I loaded a pony!

Nov 01, 2008 21:16

We have had an absolutely adorable arab mare staying at our yard for the last few weeks because she needed to be on box rest for severe mud fever and she had been living out somewhere with no stables. She was moving on to a new yard this week, getting a lift with one of the other liveries on our yard in her trailer. Unfortunately, she wouldn't go into the trailer, and the more the person whose trailer it was tried to bully her into getting into it, the more she wouldn't go. Far be it for me to stereotype and gender, colour or breed of horse, but there's simply no point in trying to bully a chestnut arab mare. In the end they gave up. We had already offered our lorry as a plan B if they had problems with loading her, as she's not been great at it in the past, so today we were plan B.

She had no real interest in going into the lorry- she wasn't afraid of it, she had just learned that she didn't have to go in. She felt quite able to ignore one of the Richard Maxwell pressure halters and the traditional lunge line around her hind quarters so after half an hour or so of various unsuccessful attempts I offered to try a bit of leading work with her and see if we could get her to go on. I took her into the school and did a bit of groundwork, using a long rope and her regular nylon halter, and it was really lovely- she has all that sensitivity and floating responsiveness you would hope for from her type and it was a fascinating change from working with Zorro, who is at the opposite end of the whoa/go continuum. After establishing a bit of communication we tried again and sure enough, she still didn't feel like loading, mostly she just wanted to turn around the side of the ramp and look back at the nearest horses. An entirely understandable sentiment, but not the job in hand. We worked at it for a while with me leading and sleepsy_mouse and her owner trying to keep her from swinging round, but she wasn't interested so I figured the easiest thing to do was to get my stick and string so I could reach down and move her hindquarters without having to get off the ramp myself. I also figured that if you're working with pressure and release in this way it's useful to have just one person doing it, unless you have a team with almost telepathic timing. I was pretty sure I could get her to load by just keeping asking for the same thing in the same way and letting her work it out. In the meantime sleepsy_mouse took on the valuable task of explaining to the other liveries who were stopping to watch what I was doing and gently refusing offers of help unless the help involved bringing tea. When it comes to opinions about how to load a horse, well, everybody has one. It can get to be a bit like one of those puzzles where everybody thinks it will be easy to solve until they try themselves and suddenly it turns out to be much more difficult than expected.

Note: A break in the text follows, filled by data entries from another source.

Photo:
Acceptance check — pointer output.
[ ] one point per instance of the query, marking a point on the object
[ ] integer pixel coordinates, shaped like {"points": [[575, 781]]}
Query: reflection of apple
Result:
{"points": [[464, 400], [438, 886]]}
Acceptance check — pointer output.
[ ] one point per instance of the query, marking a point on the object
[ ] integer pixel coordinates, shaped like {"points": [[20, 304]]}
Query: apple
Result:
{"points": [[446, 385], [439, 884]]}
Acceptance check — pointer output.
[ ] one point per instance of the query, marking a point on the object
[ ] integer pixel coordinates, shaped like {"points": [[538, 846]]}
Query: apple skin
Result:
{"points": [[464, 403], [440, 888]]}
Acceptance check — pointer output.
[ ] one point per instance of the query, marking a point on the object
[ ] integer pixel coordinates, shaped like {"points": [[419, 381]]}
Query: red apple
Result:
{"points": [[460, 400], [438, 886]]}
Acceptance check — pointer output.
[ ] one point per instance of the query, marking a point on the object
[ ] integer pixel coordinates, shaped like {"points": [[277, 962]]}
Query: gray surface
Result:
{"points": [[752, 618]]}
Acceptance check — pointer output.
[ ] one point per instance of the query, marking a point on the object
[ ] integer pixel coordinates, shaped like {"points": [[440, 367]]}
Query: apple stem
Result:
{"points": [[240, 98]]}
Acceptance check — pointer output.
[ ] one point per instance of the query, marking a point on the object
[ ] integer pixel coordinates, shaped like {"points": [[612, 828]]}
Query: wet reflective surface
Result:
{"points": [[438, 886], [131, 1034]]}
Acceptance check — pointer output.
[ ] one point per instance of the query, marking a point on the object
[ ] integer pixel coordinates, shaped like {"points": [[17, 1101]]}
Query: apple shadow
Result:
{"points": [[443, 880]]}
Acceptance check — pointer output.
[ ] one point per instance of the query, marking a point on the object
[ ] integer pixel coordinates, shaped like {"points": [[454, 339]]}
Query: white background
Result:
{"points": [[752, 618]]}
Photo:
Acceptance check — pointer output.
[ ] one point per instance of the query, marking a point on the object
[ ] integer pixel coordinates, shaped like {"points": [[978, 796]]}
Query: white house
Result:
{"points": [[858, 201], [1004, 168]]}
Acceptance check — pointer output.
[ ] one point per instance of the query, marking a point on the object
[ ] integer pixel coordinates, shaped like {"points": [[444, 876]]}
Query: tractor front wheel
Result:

Having got the stick and string we went back to the school and I did the basic desensitisation work to show her that it wasn't something scary but that it was something I was going to use to communicate with her and ask her to respond to when I put some intention behind it. Once she could accept the string swinging around and over her we went back and I spent a while just using it to get her facing the ramp rather than swinging to the side. This more or less entailed tapping her side with the stick when she swung round until she started moving back. She had a rug on so this made a lot of noise but I think she hardly felt it ( certainly she didn't react very strongly ) and it took a while to be effective enough that she really understood swinging round wasn't an option. She did have a whole lot of try in her, it just wasn't necessarily in the right direction- at one point we had a pause because she had tucked her head under the flap of my coat and appeared to be using it to keep her ears dry, which was just ridiculously cute. Of course, having worked out that gave her a break she spent a while after that trying to hook her ears under my coat again in the hope that was what we were asking her to do.



Hiding under my coat
Once we had set things up so that she could keep facing the ramp it wasn't too long before she could put a foot up on it and then another. That was a big change so we went back and had a break then and the next time she got about half way up the ramp. Another turn around and break and sure enough she had all four feet on the ramp and we were about ready to get her in. Of course, that would have been far too easy, so she tried to swing around again and her hind foot came off the side of the ramp, catching her hindquarters between that and the back partition door thing. A bit of a scrabble and she was back on the ramp and then in the lorry. It was such a shame though, we'd used so much patience and I was being so careful to make it a positive and easy experience for her as much as I could and I'm sure that undid a lot of it, though she's surely smart enough to be aware that she actually fell of her own accord. In a world of theoretical ideals one would go back and work through that to make sure she would be happy to load in future, but in a world of theoretical ideals you haven't been out in the freezing rain for three hours trying to load a reluctant horse, so we made the most of her being in the lorry, closed the partition and then discovered that in her stumble she had knocked the loop that one of the bolts that closes the ramp goes through and it was misaligned so we couldn't actually close the ramp. Fortunately the Yard Owner's son, who drives and looks after heavy plant machinery, was on hand with his big hammer, but again having to hammer part of the lorry straight with the pony in it isn't part of that theoretical ideal.

sleepsy_mouse travelled in the back with the horse, who was very anxious about travelling but reassured by human company and apparently chattered away for most of the trip. It was only about twenty-five minutes, over past Liphook, before we could unload her at her new home and the journey went reasonably smoothly. She unloaded nicely and aside from a small nick above the coronet band on one of her hind feet she seemed happily to be largely unscathed from her little moment.

It did take a long time to get her loaded, but I'm really happy that through patience, persistence and consistency we managed to get her in the lorry without it ever having to turn into a fight. It's the first time I've ever tried to load someone else's horse for them and I'm proud that I made a decent job of it, especially as both horse and owner are as lovely a pair as you could hope to meet.